Por razões de segurança, os responsáveis americanos decidiram fechar ao trânsito algumas das ruas que davam acesso à nova residência em Sintra, o que levantou enorme celeuma entre os vizinhos prejudicados. Creio que foi com cedências deste género por parte da nossa administração, que a Senhora Embaixadora dos Estados Unidos acreditou que podia forçar a satisfação de todos os seus desejos. Um mês depois da visita do Secretário de Estado Christopher, celebrou-se o 4 de Julho, a festa nacional americana. Como não dispunha de espaço suficiente na sua nova residência e por não querer fazer como todas as outras Embaixadas, alugar os salões de um hotel ou de outro local apropriado, Bagley decidiu festejar à beira Tejo, num local central da zona ribeirinha, logo a seguir às docas, ocupando os espaços que estão disponíveis para o lazer e desporto dos lisboetas. Obtida a cedência do local, a Embaixada armou, naqueles enormes relvados dando directamente para o rio, uma gigantesca tenda, com outras mais pequenas para albergar os pavilhões das firmas que financiavam o evento, como a Coca-Cola, a McDonald's, etc. Sempre invocando razões de segurança, a embaixada erigiu vedações provisórias em toda a volta do referido recinto, para impedir o acesso ao interior. Não satisfeitos com todos estes atropelos à ordem pública do país onde a sua missão diplomática estava acreditada, os serviços de segurança americanos fecharam igualmente o trânsito nos arruamentos que davam acesso às outras zonas não ocupadas, na margem ribeirinha. Eu próprio, passando por mero acaso por aquela zona, vi com espanto até onde ia o à vontade e o descaramento dos marines americanos e comuniquei ao Comandante da PSP de Lisboa o que se passava. Alguns minutos mais tarde, os locais públicos foram evacuados, o trânsito restabelecido e a acção dos militares da embaixada confinada ao interior do recinto.
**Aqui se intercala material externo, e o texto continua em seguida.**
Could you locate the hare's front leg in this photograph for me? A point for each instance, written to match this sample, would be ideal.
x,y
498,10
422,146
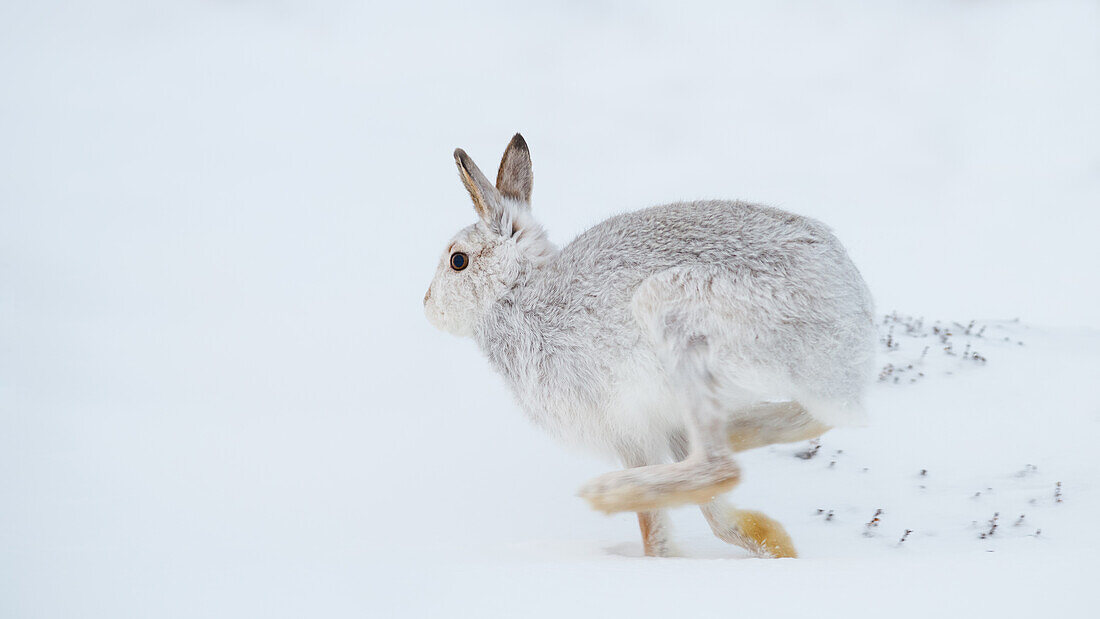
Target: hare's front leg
x,y
710,468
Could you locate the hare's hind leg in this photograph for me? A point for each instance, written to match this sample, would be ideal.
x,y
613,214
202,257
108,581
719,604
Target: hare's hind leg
x,y
767,423
656,539
655,532
681,332
750,530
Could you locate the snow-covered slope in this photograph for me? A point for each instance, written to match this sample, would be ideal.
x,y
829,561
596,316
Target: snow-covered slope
x,y
219,396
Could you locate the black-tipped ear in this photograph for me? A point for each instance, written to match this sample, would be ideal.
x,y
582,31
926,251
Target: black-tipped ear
x,y
515,178
485,197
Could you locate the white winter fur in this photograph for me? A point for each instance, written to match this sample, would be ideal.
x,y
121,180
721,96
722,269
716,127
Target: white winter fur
x,y
655,332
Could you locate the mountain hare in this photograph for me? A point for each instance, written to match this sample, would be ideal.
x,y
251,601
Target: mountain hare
x,y
669,338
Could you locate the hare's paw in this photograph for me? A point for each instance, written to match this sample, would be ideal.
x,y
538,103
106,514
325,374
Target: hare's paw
x,y
768,535
662,485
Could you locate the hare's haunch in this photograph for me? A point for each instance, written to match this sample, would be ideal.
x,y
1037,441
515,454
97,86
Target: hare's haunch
x,y
669,338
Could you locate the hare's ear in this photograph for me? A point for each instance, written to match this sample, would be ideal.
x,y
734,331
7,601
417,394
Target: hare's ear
x,y
485,197
515,178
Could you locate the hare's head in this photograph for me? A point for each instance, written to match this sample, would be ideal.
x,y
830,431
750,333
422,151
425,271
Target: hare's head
x,y
487,258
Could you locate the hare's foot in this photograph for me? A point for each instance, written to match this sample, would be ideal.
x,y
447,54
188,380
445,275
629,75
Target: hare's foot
x,y
655,533
750,530
661,485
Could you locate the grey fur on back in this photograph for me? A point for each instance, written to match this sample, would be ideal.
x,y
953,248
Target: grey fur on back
x,y
586,335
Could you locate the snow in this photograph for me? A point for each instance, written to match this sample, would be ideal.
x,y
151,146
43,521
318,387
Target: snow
x,y
219,396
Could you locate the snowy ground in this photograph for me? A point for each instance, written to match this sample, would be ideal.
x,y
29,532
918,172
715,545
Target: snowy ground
x,y
219,396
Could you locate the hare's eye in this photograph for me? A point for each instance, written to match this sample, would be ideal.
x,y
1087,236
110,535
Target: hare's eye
x,y
459,261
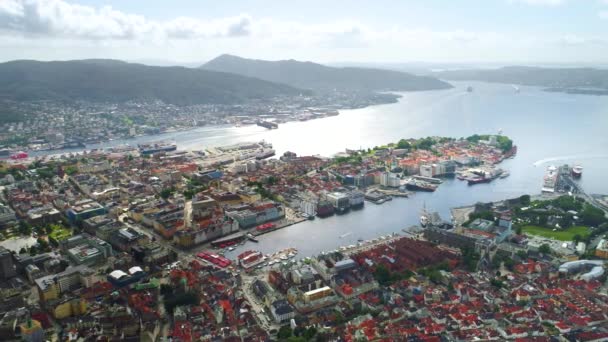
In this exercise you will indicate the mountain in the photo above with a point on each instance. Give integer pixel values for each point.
(555, 78)
(117, 81)
(308, 75)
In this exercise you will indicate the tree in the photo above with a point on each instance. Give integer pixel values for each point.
(470, 258)
(310, 333)
(284, 332)
(522, 254)
(524, 200)
(545, 249)
(24, 228)
(592, 216)
(166, 193)
(403, 144)
(299, 331)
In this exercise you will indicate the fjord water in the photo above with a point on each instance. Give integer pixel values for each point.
(548, 128)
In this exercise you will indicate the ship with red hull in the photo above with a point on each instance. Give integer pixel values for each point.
(250, 259)
(214, 259)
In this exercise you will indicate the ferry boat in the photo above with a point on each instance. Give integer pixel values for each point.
(5, 153)
(19, 155)
(577, 171)
(416, 185)
(424, 217)
(550, 179)
(156, 147)
(249, 259)
(214, 259)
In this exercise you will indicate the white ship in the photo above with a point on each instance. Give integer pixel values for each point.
(550, 179)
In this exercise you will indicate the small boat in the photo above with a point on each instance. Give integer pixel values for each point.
(577, 171)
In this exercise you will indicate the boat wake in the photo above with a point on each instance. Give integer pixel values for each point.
(577, 157)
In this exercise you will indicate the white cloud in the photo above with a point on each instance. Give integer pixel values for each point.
(58, 18)
(56, 29)
(539, 2)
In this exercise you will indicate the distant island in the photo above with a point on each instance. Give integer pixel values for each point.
(113, 81)
(568, 80)
(317, 77)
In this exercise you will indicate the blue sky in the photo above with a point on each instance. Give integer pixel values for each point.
(490, 31)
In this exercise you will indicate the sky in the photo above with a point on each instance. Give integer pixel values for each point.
(379, 31)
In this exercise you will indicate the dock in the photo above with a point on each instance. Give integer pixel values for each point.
(267, 124)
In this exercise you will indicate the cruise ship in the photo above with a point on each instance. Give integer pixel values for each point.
(550, 179)
(577, 171)
(156, 147)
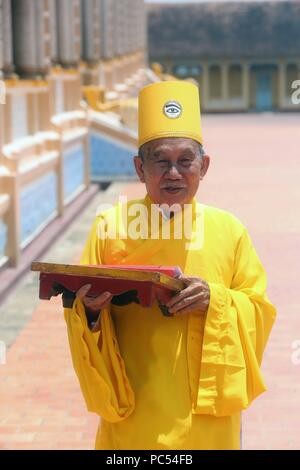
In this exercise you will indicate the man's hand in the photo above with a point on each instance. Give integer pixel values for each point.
(195, 296)
(93, 305)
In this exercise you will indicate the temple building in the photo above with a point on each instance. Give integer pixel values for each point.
(244, 55)
(70, 72)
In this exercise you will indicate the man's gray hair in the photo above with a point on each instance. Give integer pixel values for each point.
(142, 150)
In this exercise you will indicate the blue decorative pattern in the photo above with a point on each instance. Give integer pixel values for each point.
(110, 160)
(38, 203)
(73, 170)
(3, 238)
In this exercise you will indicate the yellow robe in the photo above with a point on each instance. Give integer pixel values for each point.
(178, 382)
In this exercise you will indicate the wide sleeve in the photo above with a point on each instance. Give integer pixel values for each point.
(237, 327)
(96, 356)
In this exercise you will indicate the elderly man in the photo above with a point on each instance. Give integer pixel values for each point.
(180, 381)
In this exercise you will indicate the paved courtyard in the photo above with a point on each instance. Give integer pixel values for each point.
(255, 173)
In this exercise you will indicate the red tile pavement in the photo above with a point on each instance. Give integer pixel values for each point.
(254, 173)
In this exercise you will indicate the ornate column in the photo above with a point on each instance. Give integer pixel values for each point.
(31, 30)
(107, 33)
(90, 24)
(68, 17)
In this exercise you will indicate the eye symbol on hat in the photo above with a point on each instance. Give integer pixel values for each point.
(172, 109)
Se a Embaixadora em questão não era muito dada às sensibilidades diplomáticas, mostrando uma arrogância pouco própria do seu estatuto, já o seu marido era inenarrável. Um dia propôs ao governo português (a que título?) a cedência da exploração das Pousadas de Portugal à cadeia Hilton (de que ele era accionista, creio), "dada a incapacidade dos portugueses se ocuparem com eficácia da mesma e a vantagem em internacionalizar o seu serviço". Noutra ocasião, durante um jantar no Palácio da Ajuda, estando nós, a minha Mulher e eu, em amena cavaqueira com os Embaixadores Knopfli, aproximou-se a Embaixadora Bagley e o marido, que nos foi apresentado. Ao saber que estava diante do Secretário-Geral do MNE e antigo Embaixador nos Estados Unidos, o dito marido perguntou-lhe se era ele o mesmo que não tinha querido pagar o visto diplomático americano, solicitado havia pouco tempo. Referia-se o homem a uma desagradável história passada com a Embaixada americana, por esta se ter recusado a dar um visto de cortesia (gratuito) ao funcionário mais importante do Ministério dos Negócios Estrangeiros e, além disso, ex-chefe de Missão em Washington, como, aliás, é regra protocolar em todos os países. Depois da secretária do Embaixador Knopfli ter sido informada de que os Estados Unidos tinham acabado com os vistos de cortesia em todo o mundo, procedeu ao seu pagamento sem delongas, não deixando de manifestar a sua estranheza pela decisão. Ora, o Sr. Bagley, com a sensibilidade a e a boa educação que o identificavam, depois de ter relembrado o incidente, puxou de uma nota de cinco mil escudos e quis dá-la ao Embaixador "para o compensar da despesa". Escusado será dizer que todos ficámos gelados, sem acreditarmos no que tínhamos ouvido. O Embaixador Knopfli, retendo a enorme vontade, igual à nossa, de o mandar para outro sítio, virou-lhe as costas, mostrando a sua indignação por tão soez atitude. Seria razão para o considerar persona non grata, se não fôssemos um país de brandos costumes.» (pp. 330-333)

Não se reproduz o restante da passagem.